Note de présentation :

Le projet d’arrêté soumis à la consultation du public est pris pour l’application de l’article R. 427-6 du code de l’environnement et fixant la liste, les périodes et les modalités de destruction des espèces susceptibles d’occasionner des dégâts.

Introduction :

En application du 2° du I de l’article R. 427-6 du code de l’environnement, il revient au ministre chargé de la chasse de fixer par un arrêté la liste, les périodes et les modalités de destruction des espèces susceptibles d’occasionner des dégâts (ESOD) dites « du groupe 2 ».

Il existe trois groupes d’ESOD définis par l’article R. 427-6 du code de l’environnement. Le premier et le troisième groupe concernent respectivement les espèces non indigènes classées sur l’ensemble du territoire métropolitain par un arrêté ministériel pérenne (Le chien viverrin, le vison d’Amérique, le raton laveur, le ragondin, le rat musqué et la bernache du Canada) et une liste complémentaire définie par un arrêté préfectoral annuel (le sanglier, le lapin de garenne et le pigeon ramier).

Selon ce même article, une espèce peut être classée ESOD pour au moins l’un des quatre motifs suivants :

1° Dans l’intérêt de la santé et de la sécurité publiques ;
2° Pour assurer la protection de la flore et de la faune ;
3° Pour prévenir des dommages importants aux activités agricoles, forestières et aquacoles ;
4° Pour prévenir les dommages importants à d’autres formes de propriété. Le 4° ne s’applique pas aux espèces d’oiseaux.

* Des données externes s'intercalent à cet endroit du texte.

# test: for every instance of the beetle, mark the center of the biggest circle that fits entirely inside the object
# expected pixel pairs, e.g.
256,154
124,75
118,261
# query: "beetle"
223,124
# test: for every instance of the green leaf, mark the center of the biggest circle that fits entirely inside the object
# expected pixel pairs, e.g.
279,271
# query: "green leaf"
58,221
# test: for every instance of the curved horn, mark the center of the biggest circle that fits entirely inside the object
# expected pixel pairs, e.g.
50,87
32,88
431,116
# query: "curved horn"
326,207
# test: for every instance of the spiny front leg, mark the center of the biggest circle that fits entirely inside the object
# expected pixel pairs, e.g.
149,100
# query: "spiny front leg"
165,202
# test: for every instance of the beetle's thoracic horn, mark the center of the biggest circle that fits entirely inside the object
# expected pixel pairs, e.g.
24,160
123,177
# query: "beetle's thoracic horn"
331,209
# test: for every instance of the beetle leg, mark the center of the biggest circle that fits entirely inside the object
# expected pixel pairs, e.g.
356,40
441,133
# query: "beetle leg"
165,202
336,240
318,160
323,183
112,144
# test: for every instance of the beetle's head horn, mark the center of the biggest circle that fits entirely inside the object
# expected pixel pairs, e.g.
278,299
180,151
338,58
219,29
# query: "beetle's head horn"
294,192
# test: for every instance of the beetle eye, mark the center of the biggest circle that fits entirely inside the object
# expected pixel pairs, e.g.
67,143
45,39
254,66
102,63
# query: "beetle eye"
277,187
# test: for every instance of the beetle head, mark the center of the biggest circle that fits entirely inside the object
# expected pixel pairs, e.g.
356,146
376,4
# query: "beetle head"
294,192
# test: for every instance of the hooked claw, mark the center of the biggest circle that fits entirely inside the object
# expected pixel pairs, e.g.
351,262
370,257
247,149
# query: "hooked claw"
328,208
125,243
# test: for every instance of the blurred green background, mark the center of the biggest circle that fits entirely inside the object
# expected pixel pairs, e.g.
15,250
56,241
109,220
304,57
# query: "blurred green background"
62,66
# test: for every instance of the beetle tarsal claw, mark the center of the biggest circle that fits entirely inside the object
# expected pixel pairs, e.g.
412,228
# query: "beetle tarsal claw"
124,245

La liste des ESOD du groupe 2 est fixée pour 3 ans par arrêté ministériel (courant du 1er juillet de la première année au 30 juin de la troisième année). Cet arrêté ministériel est pris sur proposition des préfets de département après avis de la Commission départementale de la chasse et de la faune sauvage (CDCFS) réunie en formation spécialisée sur les ESOD.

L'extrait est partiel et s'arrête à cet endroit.